Trump said he would nominate as defense secretary Gen. James Mattis, a pick that has already stirred controversy among right-wing pro-Israel groups, with some lamenting the choice and others praising it.
“We are going to appoint ‘Mad Dog’ Mattis as our secretary of defense,” Trump said Thursday at his first post-election rally, in Cincinnati, and using the nickname for the retired Marines general.
Late last month, when it first emerged that Trump was considering Mattis for the job, the Zionist Organization of America said it would oppose the pick, citing a 2013 appearance at the Aspen Security Forum shortly after he retired as chief of the US Central Command.
“I paid a military-security price every day as the commander of CentCom because the Americans were seen as biased in support of Israel,” Mattis said then of his job, which involves interactions with America’s Arab allies.
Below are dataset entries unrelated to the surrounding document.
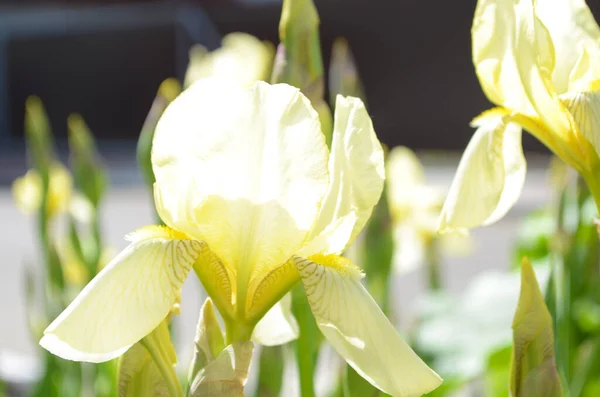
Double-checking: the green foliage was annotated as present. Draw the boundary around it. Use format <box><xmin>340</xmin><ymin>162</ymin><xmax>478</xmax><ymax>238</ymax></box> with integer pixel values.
<box><xmin>484</xmin><ymin>345</ymin><xmax>511</xmax><ymax>397</ymax></box>
<box><xmin>118</xmin><ymin>322</ymin><xmax>175</xmax><ymax>397</ymax></box>
<box><xmin>510</xmin><ymin>258</ymin><xmax>562</xmax><ymax>397</ymax></box>
<box><xmin>19</xmin><ymin>98</ymin><xmax>118</xmax><ymax>397</ymax></box>
<box><xmin>272</xmin><ymin>0</ymin><xmax>332</xmax><ymax>146</ymax></box>
<box><xmin>253</xmin><ymin>346</ymin><xmax>285</xmax><ymax>397</ymax></box>
<box><xmin>291</xmin><ymin>284</ymin><xmax>321</xmax><ymax>397</ymax></box>
<box><xmin>67</xmin><ymin>114</ymin><xmax>108</xmax><ymax>209</ymax></box>
<box><xmin>328</xmin><ymin>38</ymin><xmax>366</xmax><ymax>106</ymax></box>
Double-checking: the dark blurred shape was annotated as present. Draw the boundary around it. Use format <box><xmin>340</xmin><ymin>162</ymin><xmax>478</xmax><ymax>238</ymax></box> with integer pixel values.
<box><xmin>1</xmin><ymin>3</ymin><xmax>219</xmax><ymax>146</ymax></box>
<box><xmin>3</xmin><ymin>0</ymin><xmax>600</xmax><ymax>152</ymax></box>
<box><xmin>202</xmin><ymin>0</ymin><xmax>600</xmax><ymax>151</ymax></box>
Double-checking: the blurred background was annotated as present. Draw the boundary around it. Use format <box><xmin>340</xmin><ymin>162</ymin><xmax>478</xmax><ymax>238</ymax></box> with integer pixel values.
<box><xmin>2</xmin><ymin>0</ymin><xmax>600</xmax><ymax>395</ymax></box>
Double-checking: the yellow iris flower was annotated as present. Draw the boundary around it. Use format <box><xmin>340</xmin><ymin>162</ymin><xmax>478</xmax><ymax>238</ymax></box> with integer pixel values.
<box><xmin>12</xmin><ymin>162</ymin><xmax>72</xmax><ymax>219</ymax></box>
<box><xmin>40</xmin><ymin>79</ymin><xmax>441</xmax><ymax>396</ymax></box>
<box><xmin>184</xmin><ymin>32</ymin><xmax>274</xmax><ymax>89</ymax></box>
<box><xmin>439</xmin><ymin>0</ymin><xmax>600</xmax><ymax>233</ymax></box>
<box><xmin>387</xmin><ymin>147</ymin><xmax>470</xmax><ymax>273</ymax></box>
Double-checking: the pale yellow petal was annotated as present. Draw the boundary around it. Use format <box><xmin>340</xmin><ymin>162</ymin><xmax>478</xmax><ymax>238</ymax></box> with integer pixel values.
<box><xmin>12</xmin><ymin>170</ymin><xmax>41</xmax><ymax>214</ymax></box>
<box><xmin>472</xmin><ymin>0</ymin><xmax>573</xmax><ymax>141</ymax></box>
<box><xmin>12</xmin><ymin>163</ymin><xmax>72</xmax><ymax>217</ymax></box>
<box><xmin>40</xmin><ymin>226</ymin><xmax>201</xmax><ymax>362</ymax></box>
<box><xmin>535</xmin><ymin>0</ymin><xmax>600</xmax><ymax>93</ymax></box>
<box><xmin>184</xmin><ymin>33</ymin><xmax>274</xmax><ymax>89</ymax></box>
<box><xmin>297</xmin><ymin>212</ymin><xmax>357</xmax><ymax>257</ymax></box>
<box><xmin>385</xmin><ymin>146</ymin><xmax>446</xmax><ymax>224</ymax></box>
<box><xmin>438</xmin><ymin>112</ymin><xmax>526</xmax><ymax>233</ymax></box>
<box><xmin>251</xmin><ymin>293</ymin><xmax>299</xmax><ymax>346</ymax></box>
<box><xmin>295</xmin><ymin>255</ymin><xmax>442</xmax><ymax>397</ymax></box>
<box><xmin>560</xmin><ymin>91</ymin><xmax>600</xmax><ymax>162</ymax></box>
<box><xmin>152</xmin><ymin>80</ymin><xmax>329</xmax><ymax>287</ymax></box>
<box><xmin>386</xmin><ymin>146</ymin><xmax>425</xmax><ymax>188</ymax></box>
<box><xmin>307</xmin><ymin>95</ymin><xmax>384</xmax><ymax>252</ymax></box>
He also warned that the United States urgently needed to press the Israelis and the Palestinians to advance to a two-state solution.
“Either it ceases to be a Jewish state or you say the Arabs don’t get to vote — apartheid. That didn’t work too well the last time I saw that practiced in a country,” Mattis said.
The ZOA said in its statement that Mattis’ remarks were “hostile to Israel, and revealed a lack of appreciation for and understanding of the extraordinary value to American security resulting from a strong American-Israeli alliance and a secure Israel.”
The rebuke drew an unusual defense of Mattis from another right-of-center Jewish group, the Jewish Institute of National Security Affairs.
Emphasizing that it does not endorse candidates, JINSA said it understood objections to Mattis’ remarks at Aspen, but commended him for his posture on broader Middle East issues, particularly his vehement opposition to last year’s deal between major world powers and Iran trading sanctions relief for a rollback of Iran’s nuclear program.
“General Mattis has notably and indisputably distinguished himself in advocating for a more robust US military posture to counter, contain and deter Iran, even at the peril of his military career, and its importance to American security and the restoration of America’s position in the Middle East – views JINSA has strongly propounded,” its statement said, alluding the reports that the Obama administration ousted Mattis because of his opposition to the deal then emerging with Iran.
More recently, according to LobeLog, a Middle East analysis website, Mattis in April said in an appearance at the Center for Strategic and International Studies that there was “no going back” on the Iran deal as long as the country observed its terms. He continued to maintain that Iran was the “single most belligerent actor in the Middle East.”
Trump himself has said the deal is the worst he has ever examined, but also has delivered mixed signals on whether he would pull the United States out of the agreement.
A former senior staffer for Obama’s National Security Council, Steven Simon, told The Washington Post that Mattis had earned the respect of the Israelis by frequently visiting Israel during his CentCom command, even though the country was not in his purview. Military relations with Israel are the province of the European Command.